Opinión
Los folkies, los rockeros y el progreso

Por Pablo Batalla
Periodista
-Actualizado a
A complete unknown, el biopic de Bob Dylan, se deja ver. La ambientación y las actuaciones son magníficas. La trama en sí es muy convencional: los gestos efectistas de maravillado pasmo cuando el genio todavía desconocido toca una de sus canciones, las típicas tribulaciones por el precio de la fama, un triángulo amoroso… Nada de todo eso resulta inolvidable. Pero el filme sí refleja muy bien una cuestión muy interesante: la pugna de aquellos años entre el folk y el rock, que en la película estallan cuando Dylan se empeña en tocar Like a rolling stone en el festival folkie de Newport.
Entre los organizadores de este, entre los cuales está el entrañable Pete Seeger, se desencadena un agrio debate. Unos exigen preservar el purismo folkie: un hombre —«¡o una mujer!», puntualiza alguien de fondo—, su voz y un instrumento tradicional, punto. Pero otros como Seeger, más preocupados por el mensaje político progresista que por la forma concreta de llevarlo a las masas, se manifiestan abiertos a admitir alguna novedad y la posibilidad de un folk electrificado, si gana más adeptos para la causa. La discusión la ganan los puristas, pero Dylan ya está harto del papel de cantautor progre de Blowin’ in the wind que le piden seguir desempeñando, y pasa de ellos y toca Like a rolling stone igualmente, generando un tumulto de abucheos, vítores, intentos de desenchufarle las guitarras e intentos de reenchufárselas que en la película queda muy bien representado.
Aquel debate llegaría también a España, algo más tarde, en forma de enfrentamiento entre los muchachos de la Movida y la generación anterior de cantautores comprometidos. Un choque de formas y de fondos en el que habitaba una interesante paradoja. En lo formal, la Movida fue progresista en el sentido de transgresora; y los cantautores, conservadores. La figura de estos no tenía nada de transgresor: eran, sí, un hombre y su guitarra. Enamorados y respetuosos de la tradición, recuperaban temas del acervo tradicional (ya fuera el romancero popular recogido por Joaquín Díaz o la poesía española musicada por Paco Ibáñez) o hacían composiciones nuevas que los imitaban, igual que en Estados Unidos habían hecho los Seeger y las Baez. De Joan Baez, que solo tocaba piezas tradicionales o versiones, llegaron a decir que no sabía componer… y entonces ella se descolgó con el impresionante Diamonds and rust, demostrando que vaya si sabía.
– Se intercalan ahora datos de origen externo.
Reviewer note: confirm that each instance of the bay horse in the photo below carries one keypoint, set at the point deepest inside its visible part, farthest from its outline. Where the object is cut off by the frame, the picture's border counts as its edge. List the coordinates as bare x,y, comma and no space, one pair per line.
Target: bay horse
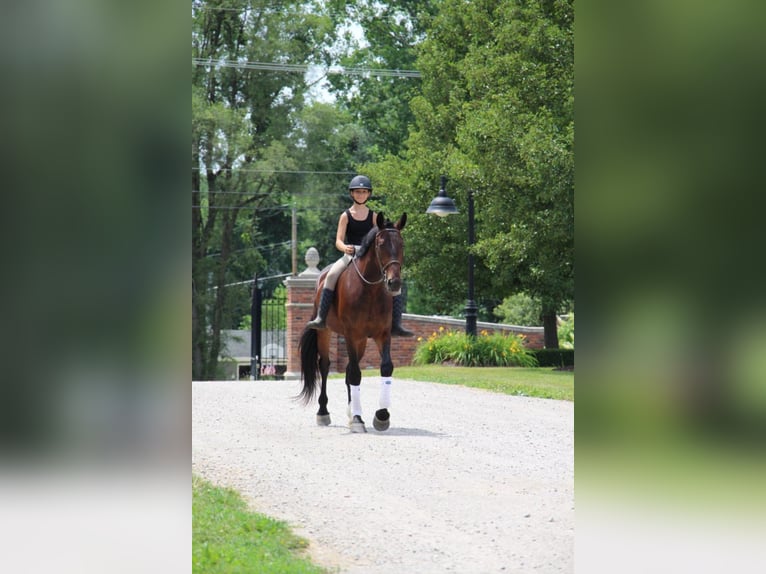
361,309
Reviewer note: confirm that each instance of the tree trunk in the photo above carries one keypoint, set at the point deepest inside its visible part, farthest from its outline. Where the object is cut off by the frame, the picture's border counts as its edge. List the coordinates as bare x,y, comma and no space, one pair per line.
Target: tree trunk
550,330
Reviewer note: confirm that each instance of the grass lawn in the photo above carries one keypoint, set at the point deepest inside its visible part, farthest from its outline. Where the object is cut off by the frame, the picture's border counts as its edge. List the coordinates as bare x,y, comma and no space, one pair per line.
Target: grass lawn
227,537
541,382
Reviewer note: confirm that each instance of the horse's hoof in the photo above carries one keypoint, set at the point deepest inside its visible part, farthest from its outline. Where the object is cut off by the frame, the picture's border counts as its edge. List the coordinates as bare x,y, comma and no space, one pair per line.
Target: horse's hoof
357,425
382,420
323,420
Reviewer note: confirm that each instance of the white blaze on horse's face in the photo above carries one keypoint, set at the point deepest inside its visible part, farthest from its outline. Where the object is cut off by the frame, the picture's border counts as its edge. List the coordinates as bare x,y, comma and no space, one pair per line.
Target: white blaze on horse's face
391,254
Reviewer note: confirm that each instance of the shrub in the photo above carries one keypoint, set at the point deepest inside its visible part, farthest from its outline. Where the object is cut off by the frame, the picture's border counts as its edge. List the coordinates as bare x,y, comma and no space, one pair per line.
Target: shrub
485,350
566,333
554,357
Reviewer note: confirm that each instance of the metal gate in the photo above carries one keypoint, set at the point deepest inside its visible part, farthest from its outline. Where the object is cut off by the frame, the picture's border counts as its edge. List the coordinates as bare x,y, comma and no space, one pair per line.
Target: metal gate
268,341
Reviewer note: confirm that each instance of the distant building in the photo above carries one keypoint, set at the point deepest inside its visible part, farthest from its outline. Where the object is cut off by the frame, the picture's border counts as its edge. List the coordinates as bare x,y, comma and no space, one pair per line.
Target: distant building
235,357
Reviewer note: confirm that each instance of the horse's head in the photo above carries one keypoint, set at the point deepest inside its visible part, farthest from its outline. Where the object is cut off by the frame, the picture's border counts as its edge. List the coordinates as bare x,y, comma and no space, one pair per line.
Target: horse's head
389,247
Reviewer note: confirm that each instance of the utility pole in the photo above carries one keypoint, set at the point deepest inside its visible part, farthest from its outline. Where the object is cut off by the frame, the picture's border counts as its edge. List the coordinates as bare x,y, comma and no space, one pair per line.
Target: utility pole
295,241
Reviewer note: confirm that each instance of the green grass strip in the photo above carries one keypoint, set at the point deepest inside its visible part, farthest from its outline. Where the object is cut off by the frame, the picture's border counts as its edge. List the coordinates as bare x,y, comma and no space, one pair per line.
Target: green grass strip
540,382
227,537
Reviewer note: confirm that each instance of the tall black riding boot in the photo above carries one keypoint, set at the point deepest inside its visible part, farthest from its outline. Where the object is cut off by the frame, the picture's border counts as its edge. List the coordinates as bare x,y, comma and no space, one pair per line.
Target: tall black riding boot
324,307
396,322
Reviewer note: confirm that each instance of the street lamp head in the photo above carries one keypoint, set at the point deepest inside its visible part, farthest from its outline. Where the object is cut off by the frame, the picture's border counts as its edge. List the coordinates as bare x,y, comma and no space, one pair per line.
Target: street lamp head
442,205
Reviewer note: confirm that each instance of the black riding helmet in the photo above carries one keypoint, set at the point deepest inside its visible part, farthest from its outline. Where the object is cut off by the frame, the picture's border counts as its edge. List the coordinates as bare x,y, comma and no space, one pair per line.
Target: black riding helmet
360,182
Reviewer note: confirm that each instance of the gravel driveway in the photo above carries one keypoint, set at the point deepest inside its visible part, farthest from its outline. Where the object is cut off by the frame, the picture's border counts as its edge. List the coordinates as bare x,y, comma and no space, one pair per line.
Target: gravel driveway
464,481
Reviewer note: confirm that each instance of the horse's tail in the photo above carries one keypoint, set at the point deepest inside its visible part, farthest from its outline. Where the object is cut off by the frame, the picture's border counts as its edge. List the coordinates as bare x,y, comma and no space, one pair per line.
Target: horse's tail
309,350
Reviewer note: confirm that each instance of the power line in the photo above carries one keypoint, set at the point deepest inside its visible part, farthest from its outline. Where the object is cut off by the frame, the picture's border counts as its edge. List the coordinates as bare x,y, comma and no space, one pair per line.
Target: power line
262,209
303,172
303,68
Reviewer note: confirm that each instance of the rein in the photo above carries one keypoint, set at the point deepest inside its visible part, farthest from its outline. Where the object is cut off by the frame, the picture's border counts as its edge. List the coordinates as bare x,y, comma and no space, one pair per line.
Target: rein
380,263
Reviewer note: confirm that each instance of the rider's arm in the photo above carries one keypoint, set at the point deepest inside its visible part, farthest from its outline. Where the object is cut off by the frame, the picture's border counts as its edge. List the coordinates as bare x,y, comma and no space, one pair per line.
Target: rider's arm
341,235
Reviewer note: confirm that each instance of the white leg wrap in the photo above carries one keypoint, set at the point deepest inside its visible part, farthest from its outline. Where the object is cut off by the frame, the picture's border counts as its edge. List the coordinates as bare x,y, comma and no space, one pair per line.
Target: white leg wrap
385,392
356,400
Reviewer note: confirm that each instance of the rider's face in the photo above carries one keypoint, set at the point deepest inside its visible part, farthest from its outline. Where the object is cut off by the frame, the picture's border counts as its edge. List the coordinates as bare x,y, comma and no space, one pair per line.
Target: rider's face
360,194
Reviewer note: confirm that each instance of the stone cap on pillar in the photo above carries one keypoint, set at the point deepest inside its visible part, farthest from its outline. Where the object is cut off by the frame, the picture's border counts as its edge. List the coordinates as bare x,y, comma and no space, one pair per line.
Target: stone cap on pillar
312,259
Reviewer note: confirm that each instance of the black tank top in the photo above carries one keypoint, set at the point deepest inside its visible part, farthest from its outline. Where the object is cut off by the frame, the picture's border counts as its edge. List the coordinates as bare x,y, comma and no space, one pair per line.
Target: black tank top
357,230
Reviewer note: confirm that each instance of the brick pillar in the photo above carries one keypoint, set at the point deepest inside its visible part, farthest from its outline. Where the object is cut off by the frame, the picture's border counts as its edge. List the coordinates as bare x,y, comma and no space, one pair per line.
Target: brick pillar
300,306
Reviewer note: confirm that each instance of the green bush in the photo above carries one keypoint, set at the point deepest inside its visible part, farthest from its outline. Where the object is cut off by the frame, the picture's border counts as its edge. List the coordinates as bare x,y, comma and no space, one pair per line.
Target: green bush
554,357
566,332
485,350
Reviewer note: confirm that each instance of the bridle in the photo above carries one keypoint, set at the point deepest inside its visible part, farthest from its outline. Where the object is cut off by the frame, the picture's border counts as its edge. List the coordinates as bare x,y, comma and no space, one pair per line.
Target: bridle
380,263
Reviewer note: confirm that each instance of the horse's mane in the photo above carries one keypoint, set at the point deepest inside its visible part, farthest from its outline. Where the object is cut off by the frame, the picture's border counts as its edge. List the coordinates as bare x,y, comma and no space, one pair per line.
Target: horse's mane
366,242
370,237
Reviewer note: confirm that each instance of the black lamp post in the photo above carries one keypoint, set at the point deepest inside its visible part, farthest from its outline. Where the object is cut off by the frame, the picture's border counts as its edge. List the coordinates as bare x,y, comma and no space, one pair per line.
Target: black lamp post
442,205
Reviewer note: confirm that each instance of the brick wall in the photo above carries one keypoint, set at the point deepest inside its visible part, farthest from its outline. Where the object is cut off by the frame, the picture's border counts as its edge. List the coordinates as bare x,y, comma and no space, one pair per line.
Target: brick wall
300,294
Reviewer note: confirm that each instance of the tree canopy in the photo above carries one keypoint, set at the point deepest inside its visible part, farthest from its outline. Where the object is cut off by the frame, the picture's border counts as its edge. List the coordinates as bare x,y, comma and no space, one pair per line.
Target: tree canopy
496,117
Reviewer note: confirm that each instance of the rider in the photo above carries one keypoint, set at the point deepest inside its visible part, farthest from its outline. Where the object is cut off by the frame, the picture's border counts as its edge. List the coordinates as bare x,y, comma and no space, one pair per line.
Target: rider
353,225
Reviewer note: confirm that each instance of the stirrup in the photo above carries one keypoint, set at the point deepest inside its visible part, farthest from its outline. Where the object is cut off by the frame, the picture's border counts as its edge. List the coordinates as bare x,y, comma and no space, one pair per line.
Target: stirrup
317,324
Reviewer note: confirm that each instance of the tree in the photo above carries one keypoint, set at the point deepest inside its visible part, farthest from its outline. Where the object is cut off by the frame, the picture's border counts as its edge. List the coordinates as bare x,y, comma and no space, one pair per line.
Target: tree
241,165
496,117
380,103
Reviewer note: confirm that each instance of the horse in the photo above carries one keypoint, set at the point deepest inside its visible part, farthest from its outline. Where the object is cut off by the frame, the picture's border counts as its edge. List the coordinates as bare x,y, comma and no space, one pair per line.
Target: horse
361,309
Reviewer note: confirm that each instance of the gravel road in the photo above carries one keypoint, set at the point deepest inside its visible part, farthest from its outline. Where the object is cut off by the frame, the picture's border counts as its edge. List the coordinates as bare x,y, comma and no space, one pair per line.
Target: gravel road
464,481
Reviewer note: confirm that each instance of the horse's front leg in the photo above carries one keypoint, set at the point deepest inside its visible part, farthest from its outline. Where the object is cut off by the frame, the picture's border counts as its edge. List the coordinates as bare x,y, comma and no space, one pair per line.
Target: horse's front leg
323,415
382,419
353,384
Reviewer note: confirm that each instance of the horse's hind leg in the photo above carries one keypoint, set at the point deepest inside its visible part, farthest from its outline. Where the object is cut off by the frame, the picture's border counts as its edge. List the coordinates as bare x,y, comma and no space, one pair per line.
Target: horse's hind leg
382,419
323,415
Con el fondo político, sin embargo, ocurría al revés. Aquellos cantautores tradicionalistas en lo formal fueron valerosos combatientes antifranquistas, pero luego la Movida desdeñó la política y los mensajes políticos, considerándolos un muermo, y declaraba su voluntad de simplemente divertirse. Con los años sus miembros más ilustres, las Alaska y los Loquillo, han solido acabar siendo voceros de la derecha. Allí pasó con el mismo Dylan, no exactamente un vocero de la derecha, pero que en la sucesión de sus reinvenciones acabó convirtiéndose al cristianismo o componiendo una olvidada y lamentable canción proisraelí, compuesta en el contexto de la guerra del Líbano, en el mismo año de la matanza de Sabra y Chatila. Mientras tanto, Baez, Seeger y los demás permanecieron fieles durante toda su vida —lo permanecen hasta hoy, en el caso de los que siguen vivos— a los ideales de entonces; a aquella izquierda antiautoritaria que en Estados Unidos tenía sobre todo una raíz religiosa. Baez era o fue cuáquera; Seeger se declaraba «unitario universalista», una persona abierta a todo lo valioso que hubiera en cualquier religión o espiritualidad. Esta de que hasta la extrema izquierda sea religiosa o sienta la necesidad de declarar simpatía por una religión, aunque sea una sui generis, es una de esas cosas en las que Estados Unidos es diferente y nos choca a los europeos, mucho menos temerosos de declararnos ateos. Pero el sustrato religioso no era ajeno a los cantautores españoles. Al Labordeta que cantaba que «habrá un día en que todos, al levantar la vista, veremos una tierra que ponga “libertad”», por ejemplo. O al Raimon que cantaba a «les esperances» y deploraba «la poca fe». O al Gabriel Celaya que, por boca de Paco Ibáñez, ensalzaba la poesía antifranquista como «un pulso que golpea las tinieblas».
La dialéctica progreso/conservación es más compleja, más meándrica, más laberíntica de lo que tiende a parecer. El Ángel de la Historia, ya se sabe, avanza hacia el futuro, pero lo hace de espaldas.